For all the chemistry geeks... - iamelgringo
http://www.touchspin.com/chem/SWFs/pt2k61012.swf
======
sethjohn
I am a chemist, and I like it.

I used to use webelements.com, which has the same information but is becoming
more and more difficult to navigate with all the ads and subsections. I need a
site that serves the same purpose as glancing up at the periodic table on my
wall...except that I don't have a periodic table on my wall...so the lighting-
fastness of it is great.

Your periodic table links to Wikipedia, which I just realized today has
wonderful information on the elements. At first I assumed this was kind of a
problem business-wise...you're linking to a competitor with much better
information. Then I realized what a great tool this is as an interface for the
wikipedia information on the elements.
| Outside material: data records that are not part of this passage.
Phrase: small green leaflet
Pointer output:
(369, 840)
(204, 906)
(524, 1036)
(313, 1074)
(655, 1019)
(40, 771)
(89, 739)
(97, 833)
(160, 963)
So, I've replaced the Webelements link
in my bookmark bar with the Touchspin periodic table, which I will use as an
interface to link to the wikipedia pages for more detailed information.

A few small points: -When I minimized the window with the elemental
information in it, I couldn't ever figure out how to make it bigger again.
-Some of the data is missing (% crustal abundance for Zn and many other
elements). -No isotopic data which is what I am usually looking for.

------
martythemaniak
When I was in high school the periodic table still didn't have names for some
of those elements (I think it only went up to Lawrencium).

I'm not actually old myself, but evidently that periodic table was. ;)

------
shaunxcode
I would have been more stoked had it been cross browser css/js. Still awesome.

------
friedbaloney
what about ununbium (112) through ununoctium (118)?